Important next steps include:
• Publication of full safety and quality‑of‑life data to allow balanced risk–benefit assessment.
• Larger, multicenter confirmatory trials or pooled analyses to validate effect size and explore histology‑specific and systemic therapy–interaction effects.
• Cost‑effectiveness analyses and health‑systems planning to expand equitable access to proton therapy where indicated.
Conclusion
This randomized phase 2 trial demonstrates that proton craniospinal irradiation significantly improves CNS‑PFS and OS compared with involved‑field photon radiotherapy in patients with LM from solid tumors (notably breast cancer and NSCLC). The findings support considering pCSI for appropriate patients when available, with multidisciplinary assessment and close attention to safety and quality‑of‑life outcomes. Confirmation in larger studies and transparent toxicity reporting will guide broader adoption and policy decisions.

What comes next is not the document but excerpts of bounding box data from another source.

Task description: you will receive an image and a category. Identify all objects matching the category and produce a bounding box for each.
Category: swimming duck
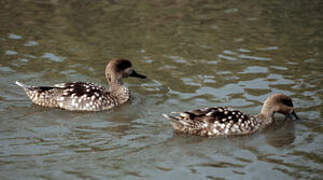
[162,94,298,136]
[16,59,146,111]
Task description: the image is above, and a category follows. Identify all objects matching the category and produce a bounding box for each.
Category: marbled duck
[162,94,298,136]
[16,59,146,111]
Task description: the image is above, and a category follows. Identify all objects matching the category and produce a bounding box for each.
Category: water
[0,0,323,179]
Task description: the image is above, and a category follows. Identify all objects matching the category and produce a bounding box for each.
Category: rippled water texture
[0,0,323,180]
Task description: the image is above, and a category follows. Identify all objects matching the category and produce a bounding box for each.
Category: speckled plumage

Funding and trial registration
Trial registration: ClinicalTrials.gov Identifier: NCT04343573.
Primary trial report: Yang JT, Yerramilli D, Pentsova E, Wolden S, Young RJ, Correa DD, Imber BS, Wijetunga NA, Goglia AG, Zhang Z, Zheng J, Baser R, Bernstein A, Kratochvil L, Xiao J, Hattangadi‑Gluth J, Miller AM, Wilcox JA, Betof Warner A, Yu H, Kris MG, Seidman AD, Powell SN, Boire A. Proton Craniospinal Irradiation for Patients With Leptomeningeal Metastasis: A Randomized Clinical Trial. JAMA Oncol. 2025 Nov 1;11(11):1293-1301. doi: 10.1001/jamaoncol.2025.3007. Erratum in: JAMA Oncol. 2025 Nov 1;11(11):1398. doi: 10.1001/jamaoncol.2025.4502. PMID: 40906462; PMCID: PMC12412039.
References
Yang JT, Yerramilli D, Pentsova E, et al. Proton Craniospinal Irradiation for Patients With Leptomeningeal Metastasis: A Randomized Clinical Trial. JAMA Oncol. 2025;11(11):1293-1301. doi:10.1001/jamaoncol.2025.3007. ClinicalTrials.gov Identifier: NCT04343573.